Then, unlike the missing money, it all came back to him.

The rush of traffic was diminishing now, and the roar of a few minutes back had become a mere rumble. It was almost as if London, sympathising with his sorrow, had delicately hushed its giant voice. To such an extent, in fact, was its voice hushed that that of the Wellington Street vocalist was once more plainly audible, and there was in what he was singing a poignant truth which had not impressed itself upon Sam when he had first heard it.

“Sailors don’t care,” chanted the vocalist. “Sailors don’t care. It’s something to do with the salt in the blood. Sailors don’t care.

CHAPTER FOUR
SCENE OUTSIDE FASHIONABLE NIGHT-CLUB

THE mental condition of a man who at half past eleven at night suddenly finds himself penniless and without shelter in the heart of the great city must necessarily be for a while somewhat confused. Sam’s first coherent thought was to go back and try to recover that half-crown from the wandering minstrel. After a very brief reflection, however, he dismissed this scheme as too visionary for practical consideration. His acquaintance with the other had been slight, but he had seen enough of him to gather that he was not one of those rare spiritual fellows who give half-crowns back. The minstrel was infirm and old, but many years would have to elapse before he became senile enough for that. No, some solution on quite different lines was required; and, thinking deeply, Sam began to move slowly in the direction of Charing Cross.

He was as yet far from being hopeless.
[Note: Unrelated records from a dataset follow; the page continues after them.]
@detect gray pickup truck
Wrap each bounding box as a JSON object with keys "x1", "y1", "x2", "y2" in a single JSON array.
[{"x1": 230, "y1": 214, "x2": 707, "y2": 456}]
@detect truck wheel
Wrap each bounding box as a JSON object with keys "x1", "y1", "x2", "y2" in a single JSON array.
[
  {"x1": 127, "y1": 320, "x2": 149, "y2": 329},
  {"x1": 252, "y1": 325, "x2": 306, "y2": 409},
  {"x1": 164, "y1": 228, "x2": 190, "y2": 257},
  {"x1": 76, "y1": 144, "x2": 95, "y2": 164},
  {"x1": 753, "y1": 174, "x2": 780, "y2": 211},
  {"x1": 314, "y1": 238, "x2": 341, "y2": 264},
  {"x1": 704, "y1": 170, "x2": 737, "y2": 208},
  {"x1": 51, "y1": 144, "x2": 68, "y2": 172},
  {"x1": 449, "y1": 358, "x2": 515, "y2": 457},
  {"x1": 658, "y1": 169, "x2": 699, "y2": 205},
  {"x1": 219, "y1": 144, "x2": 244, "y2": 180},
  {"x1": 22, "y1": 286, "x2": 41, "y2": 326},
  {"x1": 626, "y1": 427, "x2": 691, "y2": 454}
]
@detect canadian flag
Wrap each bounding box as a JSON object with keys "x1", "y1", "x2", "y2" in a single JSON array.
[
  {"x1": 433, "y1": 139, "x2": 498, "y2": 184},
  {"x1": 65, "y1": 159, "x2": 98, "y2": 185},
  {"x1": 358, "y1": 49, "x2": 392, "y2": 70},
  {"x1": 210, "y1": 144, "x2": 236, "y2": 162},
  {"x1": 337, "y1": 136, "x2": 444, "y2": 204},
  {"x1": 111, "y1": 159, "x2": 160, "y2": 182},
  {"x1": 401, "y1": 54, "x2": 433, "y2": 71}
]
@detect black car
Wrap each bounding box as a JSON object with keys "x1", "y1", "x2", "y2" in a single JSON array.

Indeed, his mood at this point might have been called optimistic; for he realised that, if this disaster had been decreed by fate from the beginning of time—and he supposed it had been, though that palmist had made no mention of it—it could hardly have happened at a more convenient spot. The Old Wrykynian dinner had only just broken up, which meant that this portion of London must be full of men who had been at school with him and would doubtless be delighted to help him out with a temporary loan. At any moment now he might run into some kindly old schoolfellow.
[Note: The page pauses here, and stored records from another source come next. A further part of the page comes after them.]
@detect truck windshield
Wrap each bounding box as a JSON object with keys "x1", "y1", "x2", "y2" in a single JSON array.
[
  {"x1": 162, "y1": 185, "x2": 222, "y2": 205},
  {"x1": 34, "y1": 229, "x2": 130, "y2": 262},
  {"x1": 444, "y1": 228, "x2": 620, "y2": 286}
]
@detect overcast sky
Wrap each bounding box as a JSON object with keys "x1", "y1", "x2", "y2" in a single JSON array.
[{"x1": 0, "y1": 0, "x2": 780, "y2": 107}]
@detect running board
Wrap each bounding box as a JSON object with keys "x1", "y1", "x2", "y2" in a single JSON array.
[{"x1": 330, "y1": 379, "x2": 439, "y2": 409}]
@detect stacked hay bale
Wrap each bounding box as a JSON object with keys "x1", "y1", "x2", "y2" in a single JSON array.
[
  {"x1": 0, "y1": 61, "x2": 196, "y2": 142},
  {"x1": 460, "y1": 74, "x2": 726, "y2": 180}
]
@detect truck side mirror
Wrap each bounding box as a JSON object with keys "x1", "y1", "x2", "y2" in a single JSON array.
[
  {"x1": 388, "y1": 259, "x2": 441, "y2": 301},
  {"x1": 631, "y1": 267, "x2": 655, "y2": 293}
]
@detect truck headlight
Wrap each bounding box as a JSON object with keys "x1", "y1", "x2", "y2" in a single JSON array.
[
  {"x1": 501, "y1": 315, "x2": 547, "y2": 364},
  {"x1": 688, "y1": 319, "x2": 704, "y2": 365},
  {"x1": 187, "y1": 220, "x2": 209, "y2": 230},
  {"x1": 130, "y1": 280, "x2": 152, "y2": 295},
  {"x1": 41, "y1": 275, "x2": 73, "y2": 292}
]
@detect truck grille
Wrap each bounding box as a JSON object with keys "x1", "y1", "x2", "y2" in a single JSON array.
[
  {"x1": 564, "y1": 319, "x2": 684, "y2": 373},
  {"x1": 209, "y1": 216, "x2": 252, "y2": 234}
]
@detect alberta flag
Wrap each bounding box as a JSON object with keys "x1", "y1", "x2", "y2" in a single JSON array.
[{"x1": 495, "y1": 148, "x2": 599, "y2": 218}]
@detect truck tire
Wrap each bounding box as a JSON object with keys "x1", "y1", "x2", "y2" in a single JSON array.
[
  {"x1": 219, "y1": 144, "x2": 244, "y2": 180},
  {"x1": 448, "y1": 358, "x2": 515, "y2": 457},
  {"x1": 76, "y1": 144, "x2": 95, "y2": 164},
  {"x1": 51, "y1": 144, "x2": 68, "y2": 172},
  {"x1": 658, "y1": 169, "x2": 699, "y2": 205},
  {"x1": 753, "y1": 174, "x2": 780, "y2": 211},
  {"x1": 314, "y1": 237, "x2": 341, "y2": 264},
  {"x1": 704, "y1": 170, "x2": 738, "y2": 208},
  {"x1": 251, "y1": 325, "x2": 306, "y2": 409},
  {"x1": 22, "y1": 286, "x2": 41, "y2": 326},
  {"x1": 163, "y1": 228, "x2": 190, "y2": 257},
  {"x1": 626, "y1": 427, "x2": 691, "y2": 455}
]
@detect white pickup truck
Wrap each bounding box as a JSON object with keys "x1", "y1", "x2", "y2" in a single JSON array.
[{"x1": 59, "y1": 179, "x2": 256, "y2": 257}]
And almost immediately he did. Or, rather, the old schoolfellow ran into him. He had reached the Vaudeville Theatre and had paused, debating within himself the advisability of crossing the street and seeing how the hunting was on the other side, when a solid body rammed him in the back.
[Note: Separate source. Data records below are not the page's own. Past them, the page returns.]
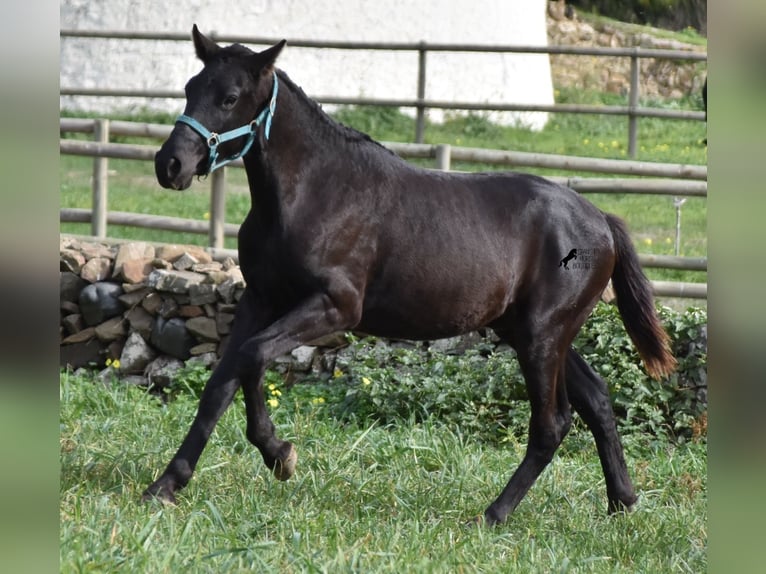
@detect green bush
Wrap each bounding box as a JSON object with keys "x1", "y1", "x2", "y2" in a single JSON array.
[{"x1": 283, "y1": 303, "x2": 707, "y2": 442}]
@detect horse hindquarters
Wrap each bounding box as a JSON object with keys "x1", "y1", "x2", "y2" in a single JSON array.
[{"x1": 565, "y1": 348, "x2": 637, "y2": 513}]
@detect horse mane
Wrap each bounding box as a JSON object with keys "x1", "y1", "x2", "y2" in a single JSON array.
[{"x1": 276, "y1": 68, "x2": 398, "y2": 157}]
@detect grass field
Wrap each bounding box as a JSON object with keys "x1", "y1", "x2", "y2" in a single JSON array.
[
  {"x1": 60, "y1": 85, "x2": 707, "y2": 288},
  {"x1": 60, "y1": 373, "x2": 707, "y2": 573}
]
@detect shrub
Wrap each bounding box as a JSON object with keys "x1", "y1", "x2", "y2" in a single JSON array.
[{"x1": 290, "y1": 303, "x2": 707, "y2": 441}]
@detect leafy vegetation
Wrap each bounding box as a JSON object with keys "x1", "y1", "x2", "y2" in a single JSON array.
[{"x1": 60, "y1": 356, "x2": 707, "y2": 573}]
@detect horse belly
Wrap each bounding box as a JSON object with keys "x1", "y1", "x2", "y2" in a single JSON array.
[{"x1": 357, "y1": 268, "x2": 511, "y2": 340}]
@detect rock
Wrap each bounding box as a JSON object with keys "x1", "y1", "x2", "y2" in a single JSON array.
[
  {"x1": 120, "y1": 333, "x2": 157, "y2": 374},
  {"x1": 61, "y1": 313, "x2": 85, "y2": 335},
  {"x1": 186, "y1": 317, "x2": 220, "y2": 343},
  {"x1": 113, "y1": 241, "x2": 154, "y2": 283},
  {"x1": 121, "y1": 259, "x2": 154, "y2": 284},
  {"x1": 151, "y1": 317, "x2": 197, "y2": 361},
  {"x1": 96, "y1": 317, "x2": 128, "y2": 344},
  {"x1": 59, "y1": 271, "x2": 88, "y2": 302},
  {"x1": 173, "y1": 252, "x2": 199, "y2": 271},
  {"x1": 141, "y1": 293, "x2": 162, "y2": 315},
  {"x1": 144, "y1": 356, "x2": 184, "y2": 387},
  {"x1": 155, "y1": 245, "x2": 213, "y2": 263},
  {"x1": 118, "y1": 285, "x2": 149, "y2": 309},
  {"x1": 215, "y1": 313, "x2": 234, "y2": 335},
  {"x1": 59, "y1": 249, "x2": 85, "y2": 274},
  {"x1": 125, "y1": 306, "x2": 154, "y2": 340},
  {"x1": 290, "y1": 345, "x2": 317, "y2": 372},
  {"x1": 189, "y1": 283, "x2": 218, "y2": 305},
  {"x1": 61, "y1": 327, "x2": 96, "y2": 345},
  {"x1": 59, "y1": 340, "x2": 104, "y2": 369},
  {"x1": 178, "y1": 305, "x2": 205, "y2": 319},
  {"x1": 78, "y1": 282, "x2": 122, "y2": 325},
  {"x1": 147, "y1": 269, "x2": 205, "y2": 293},
  {"x1": 189, "y1": 343, "x2": 218, "y2": 357},
  {"x1": 80, "y1": 257, "x2": 112, "y2": 283}
]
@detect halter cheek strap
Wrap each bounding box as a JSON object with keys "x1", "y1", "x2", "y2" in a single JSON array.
[{"x1": 176, "y1": 72, "x2": 279, "y2": 174}]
“Oh, sorry! Frightfully sorry! I say, awfully sorry!”

It was a voice which had been absent from Sam’s life for some years, but he recognised it almost before he had recovered his balance. He wheeled joyfully round on the stout and red-faced young man who was with some difficulty retrieving his hat from the gutter.

“Excuse me,” he said, “but you are extraordinarily like a man I used to know named J. W. Braddock.”